Ribadedeva en Corto vuelve a los jardines de la Casa de Piedra

Estrella Morente, en 'Caen Piedras del Cielo', de R. Robles Rafatal.
Estrella Morente, en 'Caen Piedras del Cielo', de R. Robles Rafatal.
  • El XI Festival Nacional de Cine abre hoy su edición número 11 al aire libre con un cartel de 19 títulos que se podrán ver hasta el jueves

El Festival Nacional de Cortometrajes al Aire Libre, que ya empieza a tener nombre propio fuera de Asturias como el Ribadedeva en corto (REC), vuelve hoy a poner luces de cine sobre los jardines de la Casa Municipal de Cultura, la conocida Casa de Piedra.

«Nuestro certamen se ha convertido en una parte notable de la agenda cultural asturiana y ya hace tiempo que los aficionados lo esperan con ganas». Habla así un más que entusiasta Javier Sampedro, su director desde la primera edición. Lo hace, además, asegurando que, entre quienes acuden a la cita, abierta bajo las estrellas hasta el próximo jueves 20, «empieza a haber ya un cierto sentido crítico, una mirada algo más entendida que cuando empezó en 2004».

Cumple el REC este año su undécima convocatoria, tras ser engendrado al amparo de la muestra cinematográfica local de la Casa Municipal de Cultura Casa de Piedra, celebrada, precisamente, hace once años. Desde entonces a ahora, no solo han cambiado, como dice Sampedro, las expectativas del público, que cada vez es más numeroso y más exigente respecto a la calidad de las proyecciones. También es ya un hecho consolidado la respuesta de quienes se dedican al mundo del cine. De los poco más de 60 cortometrajes que el primer año llegaron a las dependencias del Ayuntamiento de Ribadedeva, donde se fragua el festival, se ha pasado a los más de 300 recibidos desde el mes de mayo para la inminente edición.

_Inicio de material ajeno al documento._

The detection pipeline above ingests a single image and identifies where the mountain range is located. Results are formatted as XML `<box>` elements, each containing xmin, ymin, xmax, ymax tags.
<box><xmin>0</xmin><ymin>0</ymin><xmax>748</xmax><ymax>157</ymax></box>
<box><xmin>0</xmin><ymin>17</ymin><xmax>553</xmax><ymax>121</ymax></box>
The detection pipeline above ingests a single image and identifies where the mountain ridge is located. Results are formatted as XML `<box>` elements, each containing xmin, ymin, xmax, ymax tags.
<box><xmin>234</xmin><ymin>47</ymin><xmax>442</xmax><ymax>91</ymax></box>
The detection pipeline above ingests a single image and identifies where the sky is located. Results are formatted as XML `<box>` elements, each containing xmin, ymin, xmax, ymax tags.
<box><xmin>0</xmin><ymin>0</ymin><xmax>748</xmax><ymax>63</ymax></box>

Los mejores, a tenor del comité seleccionador, se proyectarán durante dos días, hoy y mañana. Cada jornada, ocho títulos. Los primeros mostrará sus créditos a las diez y media de la noche. El resto se verá después.

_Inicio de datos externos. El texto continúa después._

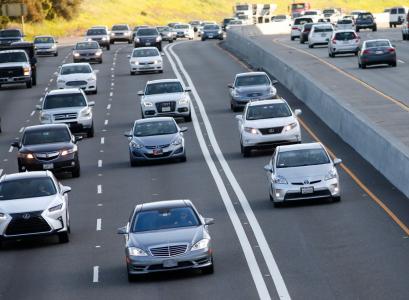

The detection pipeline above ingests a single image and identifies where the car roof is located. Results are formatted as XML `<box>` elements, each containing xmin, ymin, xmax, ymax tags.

El jueves será una jornada para recuperar a los ganadores y entregar los premios. El de mejor cortometraje de ficción, el de mejor interpretación (que no hace distingos de género) y el de mejor cortometraje asturiano.

Cada uno tiene su pequeña bolsa económica. Pero el «premio gordo», el de la mejor película, se llevará una figura en cerámica que rinde homenaje a Manuel Noriega. De hecho, a la estatuilla, concebida en la pasada edición, se la conoce ya como el cariñoso apelativo de 'Manolín', en tributo al que fue «actor y director de cine de notable importancia», que, como recuerda Javier Sampedro, «trabajó en los años treinta y cuarenta en Hollywood, pero, sobre todo, dejó una huella especial en México», donde murió hace 53 años.

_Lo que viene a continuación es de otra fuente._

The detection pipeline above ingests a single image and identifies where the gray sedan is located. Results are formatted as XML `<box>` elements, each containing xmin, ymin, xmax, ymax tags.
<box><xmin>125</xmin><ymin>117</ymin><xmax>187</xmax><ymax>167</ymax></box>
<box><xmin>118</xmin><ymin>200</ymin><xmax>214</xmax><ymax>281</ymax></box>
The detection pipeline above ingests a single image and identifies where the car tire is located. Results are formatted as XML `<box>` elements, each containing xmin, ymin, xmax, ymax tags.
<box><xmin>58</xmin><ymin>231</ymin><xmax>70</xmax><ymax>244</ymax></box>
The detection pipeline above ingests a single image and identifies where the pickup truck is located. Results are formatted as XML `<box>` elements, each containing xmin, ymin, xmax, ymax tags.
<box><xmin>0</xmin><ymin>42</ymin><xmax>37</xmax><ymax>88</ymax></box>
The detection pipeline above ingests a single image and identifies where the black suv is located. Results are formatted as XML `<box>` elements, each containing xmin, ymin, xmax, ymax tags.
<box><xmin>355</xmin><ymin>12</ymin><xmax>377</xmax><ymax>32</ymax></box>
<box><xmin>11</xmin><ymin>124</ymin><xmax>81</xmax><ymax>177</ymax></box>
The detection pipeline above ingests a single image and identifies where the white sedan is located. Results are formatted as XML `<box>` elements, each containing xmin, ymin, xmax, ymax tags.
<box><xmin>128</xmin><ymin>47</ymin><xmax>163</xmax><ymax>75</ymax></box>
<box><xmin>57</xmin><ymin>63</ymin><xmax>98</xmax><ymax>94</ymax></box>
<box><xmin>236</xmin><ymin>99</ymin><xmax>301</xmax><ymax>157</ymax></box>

Nació Manuel Noriega en Colombres en 1872 y la historia le trata como una de las figuras pioneras de la industria cinematográfica mexicana. Es conocido por las películas 'Subida al cielo' (1952), 'El pobre Valbuena' (1917) y 'La barraca (1945)'.

Recordar a 'Manolín' es una de las metas del Ribadedeva en Corto, pero el objetivo más evidente es poner en pantalla grande los trabajos de los cortometrajistas nacionales, muchos de los cuales invierten su talento, dinero y esfuerzo en una obra que, «de no ser por festivales como este», apunta su director, «no verían nunca la luz o, al menos, tendrían pocas oportunidades de exhibición».